A physically indexed CPU cache is designed such that addresses in adjacent physical memory blocks take different positions (“cache lines”) in the cache, but this is not the case when it comes to virtual memory; when virtually adjacent but not physically adjacent memory blocks are allocated, they could potentially both take the same position in the cache. Coloring is a technique implemented in memory management software, which solves this problem by selecting pages that do not contend with neighbor pages.
Physical memory pages are “colored” so that pages with different “colors” have different positions in CPU cache memory. When allocating sequential pages in virtual memory for processes, the kernel collects pages with different “colors” and maps them to the virtual memory. In this way, sequential pages in virtual memory do not contend for the same cache line.

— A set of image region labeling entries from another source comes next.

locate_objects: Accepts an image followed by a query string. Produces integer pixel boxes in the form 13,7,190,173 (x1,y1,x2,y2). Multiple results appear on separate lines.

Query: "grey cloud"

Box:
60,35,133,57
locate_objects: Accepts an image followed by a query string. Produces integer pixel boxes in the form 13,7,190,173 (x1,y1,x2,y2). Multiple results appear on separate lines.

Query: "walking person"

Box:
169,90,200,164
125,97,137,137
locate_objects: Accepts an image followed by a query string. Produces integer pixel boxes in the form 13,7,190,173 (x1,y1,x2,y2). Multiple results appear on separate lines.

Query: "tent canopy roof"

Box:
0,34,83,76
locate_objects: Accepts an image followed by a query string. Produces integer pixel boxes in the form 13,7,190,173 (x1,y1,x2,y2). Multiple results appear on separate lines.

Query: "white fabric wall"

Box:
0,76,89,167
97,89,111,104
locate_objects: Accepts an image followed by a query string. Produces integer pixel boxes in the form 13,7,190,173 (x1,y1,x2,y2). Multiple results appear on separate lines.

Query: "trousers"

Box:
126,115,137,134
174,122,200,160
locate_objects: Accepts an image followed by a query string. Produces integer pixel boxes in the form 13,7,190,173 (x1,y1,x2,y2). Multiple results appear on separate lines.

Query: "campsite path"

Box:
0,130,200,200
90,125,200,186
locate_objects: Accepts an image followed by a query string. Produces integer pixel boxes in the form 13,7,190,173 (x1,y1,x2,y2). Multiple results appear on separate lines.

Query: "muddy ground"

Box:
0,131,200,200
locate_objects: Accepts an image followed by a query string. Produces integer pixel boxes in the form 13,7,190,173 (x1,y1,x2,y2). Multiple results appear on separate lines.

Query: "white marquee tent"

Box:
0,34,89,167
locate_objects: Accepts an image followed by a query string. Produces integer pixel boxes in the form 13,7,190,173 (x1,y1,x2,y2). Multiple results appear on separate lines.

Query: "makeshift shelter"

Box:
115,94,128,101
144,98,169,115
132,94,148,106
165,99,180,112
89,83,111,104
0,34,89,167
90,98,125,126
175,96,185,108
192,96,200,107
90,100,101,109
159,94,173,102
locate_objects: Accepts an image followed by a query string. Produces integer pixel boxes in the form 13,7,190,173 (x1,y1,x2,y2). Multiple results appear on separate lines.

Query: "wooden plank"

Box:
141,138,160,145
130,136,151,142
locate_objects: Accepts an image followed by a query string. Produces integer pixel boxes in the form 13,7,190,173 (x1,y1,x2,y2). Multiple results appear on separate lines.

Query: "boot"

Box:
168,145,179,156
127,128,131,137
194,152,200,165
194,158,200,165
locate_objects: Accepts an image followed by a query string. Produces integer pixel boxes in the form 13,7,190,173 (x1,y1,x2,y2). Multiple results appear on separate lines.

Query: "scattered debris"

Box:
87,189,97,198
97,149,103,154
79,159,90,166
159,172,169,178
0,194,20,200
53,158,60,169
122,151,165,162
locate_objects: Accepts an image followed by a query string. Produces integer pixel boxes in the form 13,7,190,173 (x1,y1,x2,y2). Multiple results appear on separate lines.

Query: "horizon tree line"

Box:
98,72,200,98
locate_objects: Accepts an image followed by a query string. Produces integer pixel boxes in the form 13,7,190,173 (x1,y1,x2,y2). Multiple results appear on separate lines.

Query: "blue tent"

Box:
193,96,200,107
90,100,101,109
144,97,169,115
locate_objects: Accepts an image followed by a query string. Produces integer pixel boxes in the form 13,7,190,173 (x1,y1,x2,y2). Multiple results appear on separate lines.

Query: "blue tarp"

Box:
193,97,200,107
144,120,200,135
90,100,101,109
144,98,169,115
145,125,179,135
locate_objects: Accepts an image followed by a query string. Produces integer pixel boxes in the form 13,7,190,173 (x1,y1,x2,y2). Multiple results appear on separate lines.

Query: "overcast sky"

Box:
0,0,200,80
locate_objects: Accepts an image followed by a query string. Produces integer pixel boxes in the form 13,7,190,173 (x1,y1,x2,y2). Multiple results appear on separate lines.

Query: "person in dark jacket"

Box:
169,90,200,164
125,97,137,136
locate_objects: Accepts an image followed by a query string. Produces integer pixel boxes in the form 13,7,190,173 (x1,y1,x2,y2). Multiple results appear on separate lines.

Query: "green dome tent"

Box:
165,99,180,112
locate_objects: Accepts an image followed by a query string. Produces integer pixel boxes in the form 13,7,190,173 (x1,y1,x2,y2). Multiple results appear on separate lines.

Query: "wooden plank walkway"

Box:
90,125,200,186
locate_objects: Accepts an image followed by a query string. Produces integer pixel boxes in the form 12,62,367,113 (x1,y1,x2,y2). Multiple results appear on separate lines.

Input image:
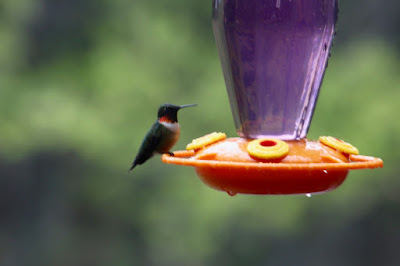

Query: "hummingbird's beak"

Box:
179,103,197,109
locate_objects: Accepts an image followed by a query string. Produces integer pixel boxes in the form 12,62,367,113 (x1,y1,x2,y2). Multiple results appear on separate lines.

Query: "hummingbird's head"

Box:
157,103,197,123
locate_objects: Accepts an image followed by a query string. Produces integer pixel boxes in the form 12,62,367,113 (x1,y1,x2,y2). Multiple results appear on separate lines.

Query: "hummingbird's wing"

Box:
130,122,162,170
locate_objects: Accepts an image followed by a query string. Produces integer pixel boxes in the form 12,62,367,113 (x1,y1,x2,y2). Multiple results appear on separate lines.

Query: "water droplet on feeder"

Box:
226,191,236,197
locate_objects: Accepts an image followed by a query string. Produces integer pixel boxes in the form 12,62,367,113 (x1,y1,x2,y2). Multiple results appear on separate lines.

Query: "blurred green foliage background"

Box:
0,0,400,265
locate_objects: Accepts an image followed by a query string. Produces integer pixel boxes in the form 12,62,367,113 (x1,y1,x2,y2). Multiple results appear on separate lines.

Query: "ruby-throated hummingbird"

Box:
130,103,197,170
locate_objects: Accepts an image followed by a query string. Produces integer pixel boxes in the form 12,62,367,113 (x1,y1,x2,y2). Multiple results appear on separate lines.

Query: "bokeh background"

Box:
0,0,400,265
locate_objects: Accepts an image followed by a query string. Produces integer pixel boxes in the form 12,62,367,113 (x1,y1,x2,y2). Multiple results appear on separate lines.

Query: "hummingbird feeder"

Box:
162,0,383,195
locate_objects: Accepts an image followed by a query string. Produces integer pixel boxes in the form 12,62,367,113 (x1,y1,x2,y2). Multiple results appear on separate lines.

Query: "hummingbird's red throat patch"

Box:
158,115,174,124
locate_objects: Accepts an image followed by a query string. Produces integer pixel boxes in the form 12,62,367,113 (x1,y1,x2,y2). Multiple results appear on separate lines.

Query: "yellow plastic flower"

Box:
247,139,289,159
186,132,226,150
319,136,358,155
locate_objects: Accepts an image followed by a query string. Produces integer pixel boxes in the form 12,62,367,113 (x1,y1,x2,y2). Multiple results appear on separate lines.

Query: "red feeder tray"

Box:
162,138,383,195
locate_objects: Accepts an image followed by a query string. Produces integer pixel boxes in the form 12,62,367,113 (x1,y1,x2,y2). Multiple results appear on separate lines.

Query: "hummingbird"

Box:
129,103,197,171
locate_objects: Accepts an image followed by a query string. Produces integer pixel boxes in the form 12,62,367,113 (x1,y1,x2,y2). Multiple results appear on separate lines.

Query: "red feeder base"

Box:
162,138,383,195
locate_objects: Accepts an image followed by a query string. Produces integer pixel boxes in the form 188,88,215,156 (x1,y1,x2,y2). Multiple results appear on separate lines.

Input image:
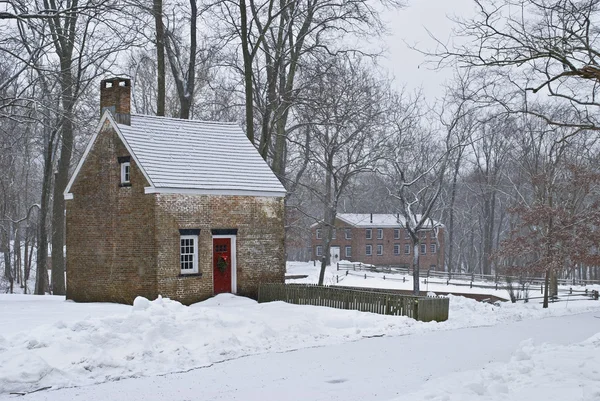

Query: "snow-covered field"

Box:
0,288,600,395
287,262,600,299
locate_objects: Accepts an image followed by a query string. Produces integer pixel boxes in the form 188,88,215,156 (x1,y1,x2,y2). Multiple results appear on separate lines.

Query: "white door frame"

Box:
210,235,237,294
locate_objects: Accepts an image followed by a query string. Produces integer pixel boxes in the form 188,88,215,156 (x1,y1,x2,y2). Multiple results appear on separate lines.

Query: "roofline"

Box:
63,110,154,200
144,186,285,198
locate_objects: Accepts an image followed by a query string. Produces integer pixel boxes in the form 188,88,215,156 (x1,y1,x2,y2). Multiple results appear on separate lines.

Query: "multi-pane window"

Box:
121,162,131,184
179,235,198,274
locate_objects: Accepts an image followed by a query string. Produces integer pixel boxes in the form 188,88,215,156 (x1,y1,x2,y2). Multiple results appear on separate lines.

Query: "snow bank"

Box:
395,333,600,401
0,294,600,394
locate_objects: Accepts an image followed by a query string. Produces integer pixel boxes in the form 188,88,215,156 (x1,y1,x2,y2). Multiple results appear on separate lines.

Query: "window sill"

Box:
177,273,202,278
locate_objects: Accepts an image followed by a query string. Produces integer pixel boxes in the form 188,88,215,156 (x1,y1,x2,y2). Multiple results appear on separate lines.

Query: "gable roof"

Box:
65,112,285,196
337,213,442,228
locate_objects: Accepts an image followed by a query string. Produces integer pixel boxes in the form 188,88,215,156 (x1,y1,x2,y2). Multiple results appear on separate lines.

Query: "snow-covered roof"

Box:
337,213,441,227
65,113,285,196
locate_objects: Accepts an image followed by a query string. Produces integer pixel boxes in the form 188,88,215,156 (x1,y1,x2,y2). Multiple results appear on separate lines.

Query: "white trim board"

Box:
144,186,285,198
210,235,237,294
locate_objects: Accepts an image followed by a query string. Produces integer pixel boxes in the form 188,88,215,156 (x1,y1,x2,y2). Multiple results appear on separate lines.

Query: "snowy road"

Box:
9,313,600,401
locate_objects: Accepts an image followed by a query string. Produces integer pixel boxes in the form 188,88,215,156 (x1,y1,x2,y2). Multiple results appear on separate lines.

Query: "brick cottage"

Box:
65,78,285,304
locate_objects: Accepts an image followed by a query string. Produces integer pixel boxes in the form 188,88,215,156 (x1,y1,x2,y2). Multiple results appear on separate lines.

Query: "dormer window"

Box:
119,156,131,187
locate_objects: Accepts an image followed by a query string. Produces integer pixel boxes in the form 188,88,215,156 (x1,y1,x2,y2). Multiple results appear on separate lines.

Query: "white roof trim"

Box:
63,110,154,200
144,187,285,198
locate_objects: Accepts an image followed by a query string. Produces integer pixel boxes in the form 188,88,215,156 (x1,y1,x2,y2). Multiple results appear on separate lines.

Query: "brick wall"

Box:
156,194,285,304
311,219,444,270
66,123,158,303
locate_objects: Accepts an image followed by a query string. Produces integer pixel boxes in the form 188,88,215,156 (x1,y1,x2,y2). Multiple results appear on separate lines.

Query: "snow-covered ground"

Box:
0,288,600,399
286,262,600,299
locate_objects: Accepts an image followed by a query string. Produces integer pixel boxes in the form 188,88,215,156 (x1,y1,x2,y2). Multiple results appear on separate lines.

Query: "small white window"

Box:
179,235,198,274
121,162,131,184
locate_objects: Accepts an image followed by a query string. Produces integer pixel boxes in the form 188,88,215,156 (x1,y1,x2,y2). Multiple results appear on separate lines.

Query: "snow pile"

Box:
0,294,600,394
395,333,600,401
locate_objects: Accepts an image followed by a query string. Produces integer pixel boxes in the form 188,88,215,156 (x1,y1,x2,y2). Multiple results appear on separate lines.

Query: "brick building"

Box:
65,78,285,304
311,213,444,270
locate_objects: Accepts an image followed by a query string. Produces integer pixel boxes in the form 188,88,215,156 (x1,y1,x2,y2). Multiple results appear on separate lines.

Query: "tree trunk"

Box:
152,0,166,116
51,65,74,295
240,0,254,144
319,163,334,285
413,238,420,295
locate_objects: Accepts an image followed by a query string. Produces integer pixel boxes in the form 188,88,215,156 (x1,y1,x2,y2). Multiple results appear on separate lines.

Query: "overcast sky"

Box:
382,0,474,101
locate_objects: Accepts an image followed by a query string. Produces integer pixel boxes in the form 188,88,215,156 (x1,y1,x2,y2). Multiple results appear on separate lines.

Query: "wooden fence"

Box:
258,284,450,322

Page coloring is a software technique that controls the mapping of physical memory pages to a processor’s cache blocks. Memory pages that map to the same cache blocks are assigned the same color (as illustrated by Figure 1).
Without specific hardware support to control cache sharing, the operating system’s only recourse in a physically addressed cache is to control the virtual to physical mappings used by individual processes. Traditional page coloring [Taylor 1990] attempts to ensure that contiguous pages in virtual memory are allocated to physical pages that will be spread across the cache. In order to accomplish this, contiguous pages of physical memory are allocated different colors and contiguous virtual pages are guaranteed to be assigned distinct colors
A virtual memory subsystem that lacks cache coloring is less deterministic with regards to cache performance, as differences in page allocation from one program run to the next can lead to large differences in program performance.
A different use of page coloring also allows the operating system to restrict a process’s
accesses so that it utilizes only a subset of the cache. The shared cache space can thereby be partitioned among multiple simultaneously executing applications on a multi-core platform.